Он определял условия мира: во-первых, Швеция отказывалась в пользу России от следующих территорий – Ингерманландии, Эстляндии и Лифляндии, при этом Россия возвращала Швеции оккупированную Финляндию. Здесь важно, что эти территории довольно сильно различались и в плане юридического статуса, и по части исторической, и в том, что касается их текущего состояния. Так, Ингерманландия состояла из бывшей «Водской пятины» - новгородских владений с центром в г. Корела (Кексгольм, ныне Приозерск), добровольно уступленной шведам Василием Шуйским в 1610 г. (а вовсе не отбитой у русских силой, как учили нас в школе), а также т.н. «Выборгского лена», вовсе никогда русским не принадлежавшего и ставшего, так сказать, бонусом: ради ускорения переговоров Петр хотел от него отказаться, и лишь настойчивость и смекалка Остермана спасла дело. Что касается Лифляндии и Эстляндии – то их захват как бы оправдывался всяческими мифическими правами, восходящими к Ливонской войне Ивана Грозного, пресловутой «Юрьевской дани», а то туманному новгородскому суверенитету ХII века. Понятно, что все эти обоснования не слишком значимы, но все-таки. Сложность, однако, была не в них, а в том, что, начиная в 1700 г. войну, Петр не имел в виду столь обширные территориальные приобретения, зарясь лишь на уступленное Шуйским и некоторую часть Эстляндии. Лифляндию же предполагалось после победы передать союзной Польше – ибо ей она и принадлежала от Ливонской войны до 1617 г. Тем не менее, Польше ни Лифляндии, ни чего-либо иного не досталось – при том, что ни одна из воюющих стран не претерпела в ходе Северной Войны сравнимого с Польшей разорения: подписанный 7 января (н. ст.) 1720 г. мирный договор с Польшей и Саксонией (имевших на две страны одного короля – Августа Сильного) лишь повторял положения Оливского трактата 1660 г., зафиксировавшего поражение Польши в войне со Швецией 1655-1660 гг. Таким образом, этим союзникам Петра Северная война не принесла ничего кроме значительных убытков. Почему так вышло? А не надо ёрзать: в 1706 г. в тайне от Петра Август подписал с Карлом Двенадцатым мир, позже он выдал шведам на верную смерть близкого Петру человека – дипломата Паткуля, а также совершил еще несколько неблаговидных поступков. Великодушный Петр, видимо, счел, что Август должен быть ему сильно обязан уже тем, что сохранил за собой польский трон, – и на большее претендовать не может.
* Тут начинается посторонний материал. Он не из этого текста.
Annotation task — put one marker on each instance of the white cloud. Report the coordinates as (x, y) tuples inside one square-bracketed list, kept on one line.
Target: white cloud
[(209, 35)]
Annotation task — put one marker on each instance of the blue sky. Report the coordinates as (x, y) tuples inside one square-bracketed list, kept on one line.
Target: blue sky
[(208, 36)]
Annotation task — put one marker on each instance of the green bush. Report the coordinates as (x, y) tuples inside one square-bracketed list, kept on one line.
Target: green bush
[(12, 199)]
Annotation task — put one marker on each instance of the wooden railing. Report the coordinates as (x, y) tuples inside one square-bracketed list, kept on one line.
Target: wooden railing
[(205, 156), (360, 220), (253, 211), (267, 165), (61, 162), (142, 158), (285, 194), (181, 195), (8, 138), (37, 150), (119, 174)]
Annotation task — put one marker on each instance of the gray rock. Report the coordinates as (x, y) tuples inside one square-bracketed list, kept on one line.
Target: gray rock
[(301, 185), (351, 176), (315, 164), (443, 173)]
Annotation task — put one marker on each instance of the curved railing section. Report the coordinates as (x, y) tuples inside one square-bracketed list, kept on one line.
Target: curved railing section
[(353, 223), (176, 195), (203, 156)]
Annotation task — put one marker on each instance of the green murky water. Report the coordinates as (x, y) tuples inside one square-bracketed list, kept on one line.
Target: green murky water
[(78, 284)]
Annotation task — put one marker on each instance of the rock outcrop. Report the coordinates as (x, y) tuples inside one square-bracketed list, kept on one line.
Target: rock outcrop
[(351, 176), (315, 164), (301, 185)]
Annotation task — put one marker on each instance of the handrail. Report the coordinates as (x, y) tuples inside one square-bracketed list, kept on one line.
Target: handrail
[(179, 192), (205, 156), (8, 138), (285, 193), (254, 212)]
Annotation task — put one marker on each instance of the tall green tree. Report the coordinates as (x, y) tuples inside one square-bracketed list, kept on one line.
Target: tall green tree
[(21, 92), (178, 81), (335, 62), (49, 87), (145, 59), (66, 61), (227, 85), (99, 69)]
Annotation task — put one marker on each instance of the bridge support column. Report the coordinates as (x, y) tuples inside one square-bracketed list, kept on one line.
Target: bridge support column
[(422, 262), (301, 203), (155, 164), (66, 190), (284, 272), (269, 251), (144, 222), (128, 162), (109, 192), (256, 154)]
Важно отметить, что население приобретенных Россией земель отнеслось к факту перемены подданства по-разному. В Лифляндии и Эстляндии, не слишком жаловавших прежнюю шведскую администрацию, жители, в общем, отнеслись к русским благоприятно – тем более что уже в ходе войны Петр прикладывал некоторые усилия для ограничения произвола со стороны своих войск. Трудно сказать, сколь эффективно это было, но вот то, что на новых землях сохраняла свое действие прежняя правовая система (и так и работала вплоть до 1840-х годов), не могло не понравиться прибалтийским собственникам всех мастей… Иначе обстояло дело в Ингерманландии – довольно значительное местное население (в том числе и православное, русское) подверглось столь серьезным грабежам и репрессиям, что сперва поднялось на партизанскую войну против русских захватчиков, а после в значительной части эмигрировало на контролируемые шведами земли. В итоге Петру пришлось заселять ставшие пустынными «невские болота» выходцами из северных и центральных районов государства.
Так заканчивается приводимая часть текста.